De acuerdo con información entregada por el Centro Sismológico Nacional (CSN), el movimiento telúrico se registró a las 17:52, alcanzando una magnitud de 6,8 y tuvo su epicentro a 12 kilómetros al sur de Calama, en la región de Antofagasta.
El organismo además indicó que el sismo se registró a una profundidad de 94 kilómetros.
Por otro lado, varias personas manifestaron preocupación por la duración del sismo. En redes sociales, especialmente en X, varios usuarios comentaron que el movimiento tuvo una duración e intensidad que les recordó al sismo previo al terremoto de 2010.
Además, mientras en Chile este tipo de eventos suelen ser denominados como “temblores”, algunos medios y plataformas internacionales ya comenzaron a catalogarlo como un terremoto debido a su magnitud.
Por su parte, el SHOA descartó un tsunami para las costas de Chile.
La magnitud e intensidad de un temblor no son lo mismo
Según describe el CSN, indistintamente, un sismo, temblor o terremoto es el proceso de generación de ondas elásticas y su posterior propagación por el interior de la Tierra. Al llegar a la superficie de la Tierra, estas ondas producen movimiento y vibración del suelo.
También aportan que en Chile, se usa el término Terremoto para un sismo que genera daños estructurales, esto es, que sea reportado con intensidad en la escala de Mercalli modificada con grado VII o superior.
Es fácil confundirse, ya que ambos conceptos están relacionados, pero magnitud e intensidad no son equivalentes.
La magnitud es una medida del tamaño de un temblor que tiene relación con la cantidad de energía liberada en forma de ondas elásticas. El valor es único para cada evento sísmico.
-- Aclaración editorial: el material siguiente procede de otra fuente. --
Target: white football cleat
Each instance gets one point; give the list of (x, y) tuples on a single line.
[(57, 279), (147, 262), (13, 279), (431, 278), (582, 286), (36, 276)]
La intensidad, por otra parte, mide los efectos de un determinado evento en personas, animales, estructuras y terreno. En Chile se utiliza la Escala de Intensidades de Mercalli Modificada (NCh3 of.61), los valores de intensidad se denotan con números romanos que clasifican los efectos sísmicos con doce niveles ascendentes en severidad. La intensidad no solo depende del tamaño del sismo (magnitud) y de la fuerza del sismo (aceleración), sino también de la distancia epicentral, la geología local, la naturaleza del terreno y el tipo de construcciones en el lugar. Para un mismo temblor, habitualmente se reportan varias intensidades, las que, en general, decrecen a medida que la distancia epicentral aumenta.